Housing Market Forecast
Grim with more Foreclosures and Unemployment
The outlook for the U.S. Housing
market for next year is definitely gloom and could
probably be worse than this year. Statistics show that
more than 81,000 families lost homes to foreclosures this
September, a 71 percent increase from last year proved to
be a bad year for the housing market as a record 765,558
foreclosure homes were already tallied with still a month
left for the year.
If foreclosure homes were
not bad enough, an increase in unemployment is adding fuel
to an already raging fire. With the economic crisis and
recession in the horizon, unemployment rates are expected to
continue climbing. The national rates are already at a high
6.5 percent last October, with 240,000 people losing their
jobs, the highest in 14 years.
Economists are projecting these rates to
reach 8.5 percent.

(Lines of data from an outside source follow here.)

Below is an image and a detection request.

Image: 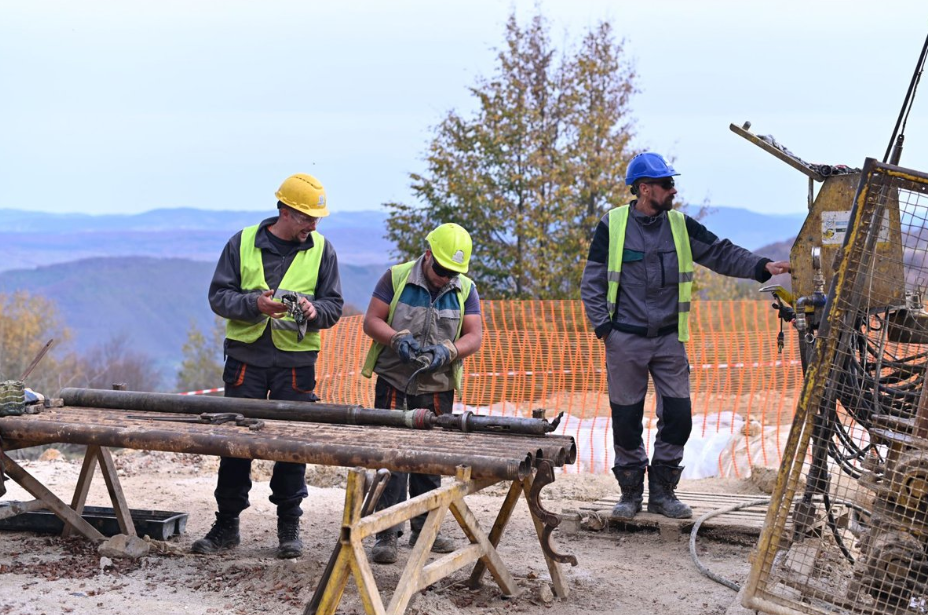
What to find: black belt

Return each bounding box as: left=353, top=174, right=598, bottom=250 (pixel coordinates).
left=612, top=322, right=677, bottom=337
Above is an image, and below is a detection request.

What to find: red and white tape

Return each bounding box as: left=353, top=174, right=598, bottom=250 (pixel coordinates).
left=178, top=387, right=226, bottom=395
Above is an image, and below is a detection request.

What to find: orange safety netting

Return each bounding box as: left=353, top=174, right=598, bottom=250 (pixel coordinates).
left=316, top=301, right=802, bottom=478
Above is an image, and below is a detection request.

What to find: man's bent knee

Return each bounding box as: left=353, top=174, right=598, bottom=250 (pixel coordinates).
left=609, top=399, right=644, bottom=450
left=661, top=397, right=693, bottom=446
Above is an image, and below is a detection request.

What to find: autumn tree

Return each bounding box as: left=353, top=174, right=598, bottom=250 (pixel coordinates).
left=177, top=317, right=225, bottom=391
left=385, top=15, right=636, bottom=299
left=0, top=291, right=77, bottom=395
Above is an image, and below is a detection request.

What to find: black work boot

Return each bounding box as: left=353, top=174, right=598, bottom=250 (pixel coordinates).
left=648, top=465, right=693, bottom=519
left=409, top=530, right=454, bottom=553
left=190, top=513, right=241, bottom=555
left=612, top=465, right=645, bottom=519
left=371, top=530, right=398, bottom=564
left=277, top=517, right=303, bottom=559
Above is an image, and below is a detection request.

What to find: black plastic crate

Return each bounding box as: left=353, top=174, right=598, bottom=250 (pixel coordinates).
left=0, top=502, right=187, bottom=540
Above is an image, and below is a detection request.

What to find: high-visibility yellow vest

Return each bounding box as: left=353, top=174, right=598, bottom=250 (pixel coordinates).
left=226, top=225, right=325, bottom=352
left=606, top=205, right=694, bottom=342
left=361, top=260, right=473, bottom=391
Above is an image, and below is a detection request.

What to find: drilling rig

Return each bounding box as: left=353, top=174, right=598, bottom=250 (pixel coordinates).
left=731, top=32, right=928, bottom=615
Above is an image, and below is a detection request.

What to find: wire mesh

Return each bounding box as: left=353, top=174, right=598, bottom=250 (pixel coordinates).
left=745, top=160, right=928, bottom=615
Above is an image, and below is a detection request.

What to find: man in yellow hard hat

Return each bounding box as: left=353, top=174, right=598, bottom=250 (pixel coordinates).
left=192, top=174, right=343, bottom=558
left=361, top=223, right=483, bottom=564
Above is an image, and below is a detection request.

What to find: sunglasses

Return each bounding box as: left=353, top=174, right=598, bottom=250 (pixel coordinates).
left=432, top=256, right=460, bottom=280
left=290, top=209, right=319, bottom=224
left=642, top=177, right=675, bottom=190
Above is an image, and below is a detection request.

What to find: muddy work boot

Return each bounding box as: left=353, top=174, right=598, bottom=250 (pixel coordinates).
left=277, top=517, right=303, bottom=559
left=190, top=513, right=241, bottom=555
left=409, top=532, right=454, bottom=553
left=648, top=465, right=693, bottom=519
left=612, top=465, right=645, bottom=519
left=371, top=531, right=397, bottom=564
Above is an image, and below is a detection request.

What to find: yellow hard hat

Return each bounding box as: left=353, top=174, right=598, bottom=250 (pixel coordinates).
left=276, top=173, right=329, bottom=218
left=425, top=222, right=473, bottom=273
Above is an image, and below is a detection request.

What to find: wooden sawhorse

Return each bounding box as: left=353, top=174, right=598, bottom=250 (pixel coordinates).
left=305, top=466, right=576, bottom=615
left=0, top=444, right=136, bottom=542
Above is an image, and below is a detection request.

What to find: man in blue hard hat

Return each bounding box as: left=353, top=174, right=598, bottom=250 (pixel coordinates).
left=580, top=152, right=790, bottom=520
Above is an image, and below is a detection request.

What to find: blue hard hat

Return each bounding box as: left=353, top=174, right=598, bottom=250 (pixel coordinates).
left=625, top=152, right=679, bottom=186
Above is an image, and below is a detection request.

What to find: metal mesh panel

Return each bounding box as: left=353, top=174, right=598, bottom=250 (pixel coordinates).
left=745, top=160, right=928, bottom=615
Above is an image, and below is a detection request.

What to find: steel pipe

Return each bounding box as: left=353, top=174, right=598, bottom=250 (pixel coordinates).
left=60, top=388, right=563, bottom=436
left=0, top=415, right=534, bottom=480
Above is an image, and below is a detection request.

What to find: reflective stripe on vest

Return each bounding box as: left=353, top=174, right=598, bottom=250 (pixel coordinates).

What is grim here is that the affected
industries are not relegated to financial related or
homebuilding industries which are direct results of
foreclosures, but are steadily including jobs from other
industries as well.
With an increase in unemployment,
foreclosures will most likely continue in
its upswing. More foreclosure homes will
flood the market but potential buyers would steadily
decline. People with no work definitely could not afford any
homes. Potential buyers who have the capital will try to
hold on to their money more tightly for fear of suddenly
joining the unemployment bandwagon.
The number of repossessed properties in the
market has also created a significant decrease in median
home prices. These homes are sold at a bargain as banks and
financial institutions want them off their
books. These properties will be recorded as losses which
will affect their stock values. With more inventories, new
homes being built are dwindling almost to nothing,
triggering more business closures and more layoffs.